It did not even seem to put it on both of them. It was all on her.

If the woman is okay with carrying the marriage, then it's fine. But if not . . . Then a man who wants to keep his wife may want to look at what _he_ can do to foster better communication--like learning about active listening.


----------



## azteca1986 (Mar 17, 2013)

Blondilocks said:


> Temper tantrums are not an effective communication tool but they apparently get more attention than civil conversations. *And, what do the wives have to lose?*


Their dignity?


----------



## jld (Dec 1, 2013)

azteca1986 said:


> Their dignity?


They might feel like they are starving for love. They might be willing to give up their pride to try anything they think might get them that love.


----------



## Anon Pink (Jan 17, 2013)

*Are men as thick as they seem?*

Yes. Most are. Some are not. But most are. However...only when it comes to identifying, interpreting, communicating and responding to feelings. 

Other than that, men are supercalifragilisticexpialidociously awesome!


----------



## azteca1986 (Mar 17, 2013)

jld said:


> *They might feel like they are starving for love. *They might be willing to give up their pride to try anything they think might get them that love.


I don't know how you got this from the article. It could be that. It could be a thousand other things. I just don't think borrowing the communication techniques of a two year-old is an effective way of enlightening a husband.


----------



## jld (Dec 1, 2013)

azteca1986 said:


> I don't know how you got this from the article. It could be that. It could be a thousand other things. I just don't think borrowing the communication techniques of a two year-old is an effective way of enlightening a husband.
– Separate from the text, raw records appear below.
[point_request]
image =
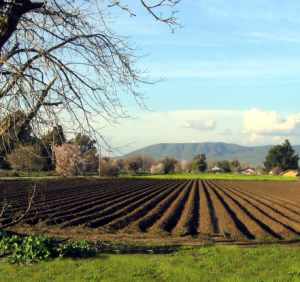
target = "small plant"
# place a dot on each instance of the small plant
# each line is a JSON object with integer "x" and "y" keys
{"x": 26, "y": 250}
{"x": 79, "y": 249}
{"x": 32, "y": 249}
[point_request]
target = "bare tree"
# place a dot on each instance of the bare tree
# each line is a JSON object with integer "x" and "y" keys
{"x": 60, "y": 62}
{"x": 18, "y": 216}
My husband says it is the only sure way of getting his attention. I have a soft voice and a gentle manner, and that does not seem to get through to him.


----------



## 2ntnuf (Jul 14, 2012)

jld said:


> They might feel like they are starving for love. They might be willing to give up their pride to try anything they think might get them that love.


Love is charity. It's the only way we can understand that someone loves us. 

Infants do not have the capacity for love. They are self-centered by design. They are incapable of doing anything charitable. Parents love them by feeding and caring for them. Parent's love is not reciprocated. It is possible to say we can love with it not being reciprocated.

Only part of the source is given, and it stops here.